One of the reasons for this cost growth? The more we research early development, the more we realize that investing in it produces outsize impact on both individuals and society. At Norland University, nannies are now being trained as “brain architects,” and are collecting wages ~2X higher than other UK university graduates.
Leading a small but rising number of parents to “redshirt” their children before kindergarten.
K-12
Top of mind this week are the release of 2025’s NAEP scores, which offered both bright spots and areas of concern.
New NAEP scores, and summer slowdown of industry news, often lead me to re-engage with the question: What actually drives academic outcomes?
Is it smarter spending on EdTech?
Is it stronger strategic planning at the district level?
Or is it as simple as a human-first school leadership team and more sleep?
Baked into all of these questions and strategies is, of course, funding. This summer, the funding question at hand appears to be whether and how schools, districts, and states should participate in the federal tax credit program that was introduced via 2025’s OBBBA but whose details are currently being hashed out before January’s program launch.
Related, it is a tough time to be an education budget hawk.
Not helping NAEP scores? Grade inflation, which lowers graduation rates, college attainment, and future income.
Which makes mastery-based curricula look a lot more compelling.
Unrelated to NAEP but definitely of note, Meta, Snap, TikTok, and Youtube will pay Breathitt County School District $27M to settle a suit alleging the platforms helped create a teen mental health crisis that drained school resources. 1,300 other districts have filed similar suits, with the total liability to the platforms estimated at $400B+.
Higher Ed
Summer in higher ed is, usually, a retrospective on the spring enrollment season. How are students feeling about their college choices and what changes are colleges making to better compete with their peers?
To start, enrollment is up. Largely driven by enrollment growth at community colleges.
It is possible that new “AI degrees” and integrated stackable credentials are driving some of this growth, but dual enrollment seems like the more likely candidate.
Regardless, enrollment growth at community colleges means smart 4-year institutions are looking ahead to how they can work with these students when they graduate, including making it easier to transfer academic credits.
That said, this fall’s enrollment numbers will be a far greater indicator of industry health, with the start of the demographic cliff and caps on federal student loans set to hit at the same time.
Which is to say, now is probably not the time to buy a rural college campus.

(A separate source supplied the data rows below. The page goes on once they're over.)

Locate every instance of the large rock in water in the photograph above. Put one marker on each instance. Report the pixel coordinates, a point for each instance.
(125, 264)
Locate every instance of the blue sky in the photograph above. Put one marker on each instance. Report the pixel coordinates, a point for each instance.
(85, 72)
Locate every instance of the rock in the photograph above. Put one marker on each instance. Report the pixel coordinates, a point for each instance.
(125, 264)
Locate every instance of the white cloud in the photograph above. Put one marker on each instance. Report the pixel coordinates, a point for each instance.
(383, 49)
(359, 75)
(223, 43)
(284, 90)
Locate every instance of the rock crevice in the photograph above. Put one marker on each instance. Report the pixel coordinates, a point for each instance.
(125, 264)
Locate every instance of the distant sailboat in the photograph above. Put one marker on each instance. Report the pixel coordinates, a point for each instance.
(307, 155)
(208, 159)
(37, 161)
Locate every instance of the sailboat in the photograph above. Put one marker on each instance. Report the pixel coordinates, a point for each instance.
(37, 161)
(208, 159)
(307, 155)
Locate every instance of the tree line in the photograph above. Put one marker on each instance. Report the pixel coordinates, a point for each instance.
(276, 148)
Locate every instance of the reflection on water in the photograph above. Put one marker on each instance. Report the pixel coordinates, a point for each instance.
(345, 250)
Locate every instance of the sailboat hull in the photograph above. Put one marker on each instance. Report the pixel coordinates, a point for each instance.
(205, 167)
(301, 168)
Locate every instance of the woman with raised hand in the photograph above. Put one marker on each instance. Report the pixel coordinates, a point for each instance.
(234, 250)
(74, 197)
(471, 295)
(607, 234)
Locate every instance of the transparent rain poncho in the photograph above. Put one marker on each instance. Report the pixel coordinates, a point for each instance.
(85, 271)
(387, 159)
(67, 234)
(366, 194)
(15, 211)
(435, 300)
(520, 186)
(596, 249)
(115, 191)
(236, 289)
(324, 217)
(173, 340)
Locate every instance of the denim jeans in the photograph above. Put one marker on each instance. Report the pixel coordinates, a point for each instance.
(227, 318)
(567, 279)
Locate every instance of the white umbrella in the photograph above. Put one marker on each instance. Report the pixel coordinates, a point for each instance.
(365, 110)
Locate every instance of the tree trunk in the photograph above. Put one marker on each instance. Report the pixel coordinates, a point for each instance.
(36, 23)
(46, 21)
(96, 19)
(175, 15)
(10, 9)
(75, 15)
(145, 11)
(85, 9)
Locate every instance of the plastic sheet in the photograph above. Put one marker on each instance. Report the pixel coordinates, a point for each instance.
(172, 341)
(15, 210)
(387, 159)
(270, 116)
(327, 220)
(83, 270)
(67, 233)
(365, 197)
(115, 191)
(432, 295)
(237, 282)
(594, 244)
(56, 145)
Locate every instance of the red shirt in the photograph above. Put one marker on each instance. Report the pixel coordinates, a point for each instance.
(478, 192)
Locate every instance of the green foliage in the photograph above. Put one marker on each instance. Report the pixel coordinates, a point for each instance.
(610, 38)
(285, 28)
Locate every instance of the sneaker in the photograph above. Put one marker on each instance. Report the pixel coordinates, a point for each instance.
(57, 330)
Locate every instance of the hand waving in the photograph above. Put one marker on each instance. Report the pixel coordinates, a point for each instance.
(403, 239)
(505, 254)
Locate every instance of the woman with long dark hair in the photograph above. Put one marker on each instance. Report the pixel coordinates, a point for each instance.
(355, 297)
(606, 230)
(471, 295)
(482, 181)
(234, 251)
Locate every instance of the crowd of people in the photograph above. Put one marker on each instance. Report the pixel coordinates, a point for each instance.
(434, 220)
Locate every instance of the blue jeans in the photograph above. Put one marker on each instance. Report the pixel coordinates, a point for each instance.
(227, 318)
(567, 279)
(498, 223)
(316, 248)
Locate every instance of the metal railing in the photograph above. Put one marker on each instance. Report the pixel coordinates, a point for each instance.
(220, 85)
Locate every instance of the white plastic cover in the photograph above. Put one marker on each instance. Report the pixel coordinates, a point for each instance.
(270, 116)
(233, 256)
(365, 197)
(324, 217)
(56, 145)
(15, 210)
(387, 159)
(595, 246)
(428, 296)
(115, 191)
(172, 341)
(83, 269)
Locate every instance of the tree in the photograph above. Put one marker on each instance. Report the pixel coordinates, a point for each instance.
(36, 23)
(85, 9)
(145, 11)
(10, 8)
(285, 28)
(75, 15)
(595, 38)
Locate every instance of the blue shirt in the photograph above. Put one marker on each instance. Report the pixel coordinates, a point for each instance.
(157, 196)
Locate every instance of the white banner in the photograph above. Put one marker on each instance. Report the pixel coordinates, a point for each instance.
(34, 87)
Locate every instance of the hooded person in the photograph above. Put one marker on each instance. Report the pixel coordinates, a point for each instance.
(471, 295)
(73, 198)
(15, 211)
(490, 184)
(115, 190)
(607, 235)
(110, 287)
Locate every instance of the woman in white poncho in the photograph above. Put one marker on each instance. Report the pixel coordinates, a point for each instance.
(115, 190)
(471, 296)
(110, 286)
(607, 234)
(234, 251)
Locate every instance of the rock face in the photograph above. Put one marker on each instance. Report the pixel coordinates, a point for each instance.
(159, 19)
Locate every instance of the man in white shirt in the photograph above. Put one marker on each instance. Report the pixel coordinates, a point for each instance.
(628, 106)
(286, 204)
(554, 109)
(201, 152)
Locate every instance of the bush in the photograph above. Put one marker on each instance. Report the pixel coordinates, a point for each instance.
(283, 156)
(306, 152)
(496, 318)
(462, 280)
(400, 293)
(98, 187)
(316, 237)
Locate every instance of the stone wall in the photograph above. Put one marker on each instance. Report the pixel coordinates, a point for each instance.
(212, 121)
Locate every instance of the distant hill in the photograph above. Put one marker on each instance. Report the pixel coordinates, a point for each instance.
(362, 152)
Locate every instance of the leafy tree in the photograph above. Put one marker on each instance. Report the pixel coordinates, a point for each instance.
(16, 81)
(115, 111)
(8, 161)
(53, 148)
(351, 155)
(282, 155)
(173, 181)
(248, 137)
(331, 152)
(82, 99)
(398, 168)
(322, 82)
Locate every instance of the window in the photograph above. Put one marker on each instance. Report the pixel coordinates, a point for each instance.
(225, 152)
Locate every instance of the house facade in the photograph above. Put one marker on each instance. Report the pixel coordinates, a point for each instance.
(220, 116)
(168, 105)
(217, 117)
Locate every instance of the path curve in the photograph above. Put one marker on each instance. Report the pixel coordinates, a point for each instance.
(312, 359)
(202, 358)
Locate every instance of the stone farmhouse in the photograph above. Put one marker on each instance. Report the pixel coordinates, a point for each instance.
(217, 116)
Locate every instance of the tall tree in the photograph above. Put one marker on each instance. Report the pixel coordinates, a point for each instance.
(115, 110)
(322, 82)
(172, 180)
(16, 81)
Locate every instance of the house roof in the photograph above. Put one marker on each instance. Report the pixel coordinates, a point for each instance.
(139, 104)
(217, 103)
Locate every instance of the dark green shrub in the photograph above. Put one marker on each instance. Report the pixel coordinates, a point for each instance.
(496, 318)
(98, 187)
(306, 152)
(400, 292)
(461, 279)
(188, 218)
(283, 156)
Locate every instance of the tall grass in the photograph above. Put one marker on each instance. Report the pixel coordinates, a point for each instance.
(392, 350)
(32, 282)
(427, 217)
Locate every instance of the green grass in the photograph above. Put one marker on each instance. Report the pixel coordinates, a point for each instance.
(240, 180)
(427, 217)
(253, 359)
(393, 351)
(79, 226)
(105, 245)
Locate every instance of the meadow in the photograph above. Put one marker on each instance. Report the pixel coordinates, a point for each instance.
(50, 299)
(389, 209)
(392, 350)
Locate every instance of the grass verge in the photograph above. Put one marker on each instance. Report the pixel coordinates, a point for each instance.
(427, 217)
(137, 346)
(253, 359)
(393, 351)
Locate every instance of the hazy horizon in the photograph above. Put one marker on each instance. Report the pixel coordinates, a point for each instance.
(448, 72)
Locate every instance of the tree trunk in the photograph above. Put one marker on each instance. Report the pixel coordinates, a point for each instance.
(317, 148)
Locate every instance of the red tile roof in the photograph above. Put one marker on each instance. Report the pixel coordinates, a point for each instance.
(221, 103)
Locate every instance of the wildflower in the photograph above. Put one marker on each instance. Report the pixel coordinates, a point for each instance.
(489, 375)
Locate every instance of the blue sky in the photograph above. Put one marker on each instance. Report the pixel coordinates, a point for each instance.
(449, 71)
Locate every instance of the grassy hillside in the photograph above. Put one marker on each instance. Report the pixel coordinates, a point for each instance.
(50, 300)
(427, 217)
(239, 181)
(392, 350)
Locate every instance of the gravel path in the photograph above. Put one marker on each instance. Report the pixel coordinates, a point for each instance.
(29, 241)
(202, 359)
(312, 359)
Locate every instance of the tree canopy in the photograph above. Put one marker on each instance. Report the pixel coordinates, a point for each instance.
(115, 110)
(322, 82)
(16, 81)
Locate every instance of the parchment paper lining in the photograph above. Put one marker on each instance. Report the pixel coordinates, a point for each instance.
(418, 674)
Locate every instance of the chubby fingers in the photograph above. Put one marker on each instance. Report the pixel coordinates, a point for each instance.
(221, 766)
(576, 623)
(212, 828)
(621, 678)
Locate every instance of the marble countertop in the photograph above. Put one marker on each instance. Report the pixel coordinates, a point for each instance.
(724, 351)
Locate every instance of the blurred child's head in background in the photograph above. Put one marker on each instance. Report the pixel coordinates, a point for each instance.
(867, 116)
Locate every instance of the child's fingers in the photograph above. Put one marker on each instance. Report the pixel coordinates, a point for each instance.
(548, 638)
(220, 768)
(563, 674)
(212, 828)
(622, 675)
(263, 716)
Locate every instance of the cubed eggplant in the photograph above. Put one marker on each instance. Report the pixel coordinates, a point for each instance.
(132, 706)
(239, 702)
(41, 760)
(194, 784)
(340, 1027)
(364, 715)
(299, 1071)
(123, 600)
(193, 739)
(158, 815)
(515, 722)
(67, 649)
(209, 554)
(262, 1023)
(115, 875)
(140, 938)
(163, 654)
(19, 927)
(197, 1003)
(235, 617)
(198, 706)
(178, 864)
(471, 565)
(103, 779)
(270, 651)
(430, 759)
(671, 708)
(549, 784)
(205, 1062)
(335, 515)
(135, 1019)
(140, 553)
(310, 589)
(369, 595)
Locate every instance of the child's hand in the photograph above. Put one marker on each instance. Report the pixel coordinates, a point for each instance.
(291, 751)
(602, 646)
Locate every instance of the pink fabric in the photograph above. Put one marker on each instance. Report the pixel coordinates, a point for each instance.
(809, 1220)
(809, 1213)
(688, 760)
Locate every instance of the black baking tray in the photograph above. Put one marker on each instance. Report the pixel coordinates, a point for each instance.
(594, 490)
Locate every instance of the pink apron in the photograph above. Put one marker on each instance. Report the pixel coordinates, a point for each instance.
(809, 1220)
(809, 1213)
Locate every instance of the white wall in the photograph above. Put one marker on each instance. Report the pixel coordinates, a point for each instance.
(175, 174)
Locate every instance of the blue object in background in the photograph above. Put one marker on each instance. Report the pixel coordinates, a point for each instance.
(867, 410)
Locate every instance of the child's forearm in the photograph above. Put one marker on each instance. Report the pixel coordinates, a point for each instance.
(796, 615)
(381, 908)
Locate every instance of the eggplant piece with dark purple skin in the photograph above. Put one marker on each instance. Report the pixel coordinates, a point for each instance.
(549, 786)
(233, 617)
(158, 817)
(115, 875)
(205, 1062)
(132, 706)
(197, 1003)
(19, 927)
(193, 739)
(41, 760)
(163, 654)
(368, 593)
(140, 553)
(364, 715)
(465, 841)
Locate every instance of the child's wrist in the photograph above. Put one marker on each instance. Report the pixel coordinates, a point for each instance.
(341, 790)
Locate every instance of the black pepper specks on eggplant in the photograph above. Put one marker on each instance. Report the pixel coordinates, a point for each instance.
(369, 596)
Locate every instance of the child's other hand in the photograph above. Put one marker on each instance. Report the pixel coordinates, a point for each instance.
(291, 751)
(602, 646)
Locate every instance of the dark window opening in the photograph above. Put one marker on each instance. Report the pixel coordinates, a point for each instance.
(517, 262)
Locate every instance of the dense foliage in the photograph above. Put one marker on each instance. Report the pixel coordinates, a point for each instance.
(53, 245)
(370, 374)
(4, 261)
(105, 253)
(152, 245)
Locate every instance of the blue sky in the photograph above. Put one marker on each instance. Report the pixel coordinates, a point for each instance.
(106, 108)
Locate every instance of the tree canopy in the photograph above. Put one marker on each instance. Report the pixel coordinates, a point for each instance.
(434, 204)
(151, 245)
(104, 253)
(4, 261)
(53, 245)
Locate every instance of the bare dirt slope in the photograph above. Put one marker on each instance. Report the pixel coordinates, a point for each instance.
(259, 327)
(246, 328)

Not quite on the level of buying a rural college campus, but another inadvisable way folks are spending $80,000: high school prom. High school seniors committed to top-tier college athletic programs are spending their athletic name, image, and likeness (NIL) money on custom suits, vintage watches, and luxury car rentals for prom night.
Workforce
Big Tech is pouring investment into training initiatives for the skilled trades workers needed to keep up with the $700B in AI-related capital expenditures they’ve committed to the market – Meta committed $115M (and a job for every trainee) to launch America’s Workforce Academy and Google committed $50M to training 300K skilled trade workers.
Related, Bloomberg Philanthropies is investing a further $90M to connect high school students with registered apprenticeships in electrical work, HVAC, plumbing, welding, carpentry, and auto tech.
Meanwhile, Anthropic committed $200M to studying the economic impact of AI, with a specific emphasis on understanding potential job displacement.

Looking for your next opportunity in education? Check out our W/A Jobs, which features 3,745 career opportunities from 319 organizations across the education industry. A few roles that we’re excited about from the past week:
Pearson Ventures is hiring an Advanced Specialist, Corporate Development to support the corporate development team’s venture investment pipeline
Credlens is hiring a Designer to produce design work across the organization’s core design system, component library, and brand templates
Outschool is hiring a Director of Data to be responsible for both developing infrastructure, pipelines, and tools to power Outschool’s data needs
Whiteboard Advisors is the leading policy-related diligence partner for education investors, advising on most major private equity transactions in education over the past 15 years. Our specialty is translating complex policy dynamics into insights that inform decision-making. Reply to this email to learn more.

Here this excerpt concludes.